We spoke last week about Samsung prepping huge price hikes on components due to the chip shortage, which will likely mean your next electronic device will be more expensive. This got us thinking — just how much have component prices risen lately, and how has the pandemic affected production and prices?

  • According to the Institute for Supply Management, semiconductors are predicted to remain scarce through 2023, which could mean further price hikes on our electronics.
  • And industry sources say chip prices increased between 10% and 40% in 2021 — market intelligence platform Supplyframe’s Q3 Commodity Intelligence Quarterly report revealed component price hikes as high as 40% compared to the previous quarter, due to increases in manufacturer input costs, labor costs, and logistics costs to move products globally.
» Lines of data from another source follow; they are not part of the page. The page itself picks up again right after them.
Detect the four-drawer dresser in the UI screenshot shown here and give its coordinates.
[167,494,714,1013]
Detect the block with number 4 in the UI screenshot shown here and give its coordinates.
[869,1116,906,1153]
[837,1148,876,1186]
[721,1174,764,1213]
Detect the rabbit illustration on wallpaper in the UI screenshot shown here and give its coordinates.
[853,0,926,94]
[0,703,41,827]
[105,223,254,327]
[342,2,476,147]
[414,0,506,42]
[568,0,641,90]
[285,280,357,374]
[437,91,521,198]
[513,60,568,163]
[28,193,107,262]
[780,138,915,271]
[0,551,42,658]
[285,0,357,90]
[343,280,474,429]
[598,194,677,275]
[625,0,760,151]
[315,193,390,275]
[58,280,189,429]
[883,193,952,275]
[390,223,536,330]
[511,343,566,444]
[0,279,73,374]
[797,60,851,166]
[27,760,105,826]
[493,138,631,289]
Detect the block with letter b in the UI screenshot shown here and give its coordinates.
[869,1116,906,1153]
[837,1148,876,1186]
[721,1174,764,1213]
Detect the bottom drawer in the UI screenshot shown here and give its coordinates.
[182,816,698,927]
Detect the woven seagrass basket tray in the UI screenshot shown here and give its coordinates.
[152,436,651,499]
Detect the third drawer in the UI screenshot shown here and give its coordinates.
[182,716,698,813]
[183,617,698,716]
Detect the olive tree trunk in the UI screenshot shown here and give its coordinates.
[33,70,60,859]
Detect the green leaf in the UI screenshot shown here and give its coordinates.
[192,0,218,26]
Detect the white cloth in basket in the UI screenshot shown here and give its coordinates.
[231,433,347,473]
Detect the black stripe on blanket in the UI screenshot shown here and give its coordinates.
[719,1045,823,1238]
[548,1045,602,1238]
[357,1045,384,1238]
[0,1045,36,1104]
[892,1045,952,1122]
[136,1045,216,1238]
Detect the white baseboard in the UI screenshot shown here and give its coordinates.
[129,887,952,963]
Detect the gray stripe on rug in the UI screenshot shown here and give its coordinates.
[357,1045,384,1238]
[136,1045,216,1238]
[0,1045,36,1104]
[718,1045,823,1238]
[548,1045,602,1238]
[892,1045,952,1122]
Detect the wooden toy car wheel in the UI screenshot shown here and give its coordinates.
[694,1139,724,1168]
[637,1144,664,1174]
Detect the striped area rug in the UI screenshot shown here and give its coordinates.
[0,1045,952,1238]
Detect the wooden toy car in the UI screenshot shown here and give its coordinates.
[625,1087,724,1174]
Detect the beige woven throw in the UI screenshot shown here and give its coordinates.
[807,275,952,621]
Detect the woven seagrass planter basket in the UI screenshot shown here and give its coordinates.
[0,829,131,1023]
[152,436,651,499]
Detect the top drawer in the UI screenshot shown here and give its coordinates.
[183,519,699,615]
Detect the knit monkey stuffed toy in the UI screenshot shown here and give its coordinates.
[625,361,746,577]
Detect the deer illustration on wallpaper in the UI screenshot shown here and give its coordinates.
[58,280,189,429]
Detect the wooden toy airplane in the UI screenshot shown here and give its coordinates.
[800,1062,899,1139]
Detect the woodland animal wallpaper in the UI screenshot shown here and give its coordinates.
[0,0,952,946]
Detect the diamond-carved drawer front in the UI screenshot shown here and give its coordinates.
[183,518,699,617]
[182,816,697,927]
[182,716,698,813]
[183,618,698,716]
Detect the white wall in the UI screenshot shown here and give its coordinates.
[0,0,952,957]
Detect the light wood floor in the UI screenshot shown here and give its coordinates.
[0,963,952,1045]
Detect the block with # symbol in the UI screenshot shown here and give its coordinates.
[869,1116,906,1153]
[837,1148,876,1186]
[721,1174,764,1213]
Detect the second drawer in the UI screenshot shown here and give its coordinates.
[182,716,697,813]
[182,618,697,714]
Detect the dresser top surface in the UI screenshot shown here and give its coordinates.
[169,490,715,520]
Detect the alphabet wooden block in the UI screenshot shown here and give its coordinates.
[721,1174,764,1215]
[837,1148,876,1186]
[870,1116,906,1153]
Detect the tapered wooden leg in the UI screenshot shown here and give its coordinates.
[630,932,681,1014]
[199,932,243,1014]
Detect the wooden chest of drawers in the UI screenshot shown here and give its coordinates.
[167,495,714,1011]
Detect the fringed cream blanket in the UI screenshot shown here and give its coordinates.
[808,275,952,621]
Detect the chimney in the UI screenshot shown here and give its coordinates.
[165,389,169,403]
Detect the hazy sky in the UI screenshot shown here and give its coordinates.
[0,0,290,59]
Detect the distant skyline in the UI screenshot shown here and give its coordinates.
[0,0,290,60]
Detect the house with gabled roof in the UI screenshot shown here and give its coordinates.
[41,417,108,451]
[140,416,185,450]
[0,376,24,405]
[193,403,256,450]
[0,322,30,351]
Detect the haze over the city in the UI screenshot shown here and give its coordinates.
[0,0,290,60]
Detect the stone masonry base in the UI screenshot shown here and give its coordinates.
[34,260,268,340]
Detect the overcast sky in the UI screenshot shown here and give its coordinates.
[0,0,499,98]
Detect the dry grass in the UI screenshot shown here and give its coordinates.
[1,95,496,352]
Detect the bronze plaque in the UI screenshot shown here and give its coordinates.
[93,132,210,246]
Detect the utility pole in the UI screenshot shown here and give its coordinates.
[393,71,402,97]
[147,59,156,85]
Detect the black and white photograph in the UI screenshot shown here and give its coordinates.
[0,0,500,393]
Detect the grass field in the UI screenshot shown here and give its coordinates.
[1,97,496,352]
Not to mention the pandemic and the ongoing conflict in Ukraine causing supply chain issues.
  • We’ve already seen Xiaomi’s global shipments of smartphones slump 17.8% last quarter, mirroring falls by Oppo and Vivo — check out Tristan’s dive into smartphone sales in Friday’s Daily Authority for more on this,

The global impact of China’s zero-covid policy

For some of us, it may feel like the pandemic is over, but that’s far from the truth, with its impact still being felt worldwide, China’s zero-covid policy has led to strict lockdowns in many of its major cities, with a global impact on the manufacturing and supply of electronic goods.

  • China produces over one-third of the world’s electronic goods.
  • From 2020-2021, the UK imported £7.3bn of telecoms and sound equipment from China
  • And 24% of all machines and electrical products in the US are imported from China.
  • Shanghai produces around one-third of all China’s computer chips.
  • Earlier this month, several companies supplying components for Apple, including Pegatron, Compal Electronics, and Quanta Group, had to close their factories in Shanghai due to lockdown.
  • According to an analyst at investment firm Wedbush Securities, the production of three million iPhones had already been affected in April 2022, “with more to come if this continues.” Production of iPads and MacBooks may also be affected.
  • And fewer goods being manufactured means fewer goods traveling through Shanghai’s port: As of May 2, the port reported handling 23% less volume than on March 12, prior to the lockdown.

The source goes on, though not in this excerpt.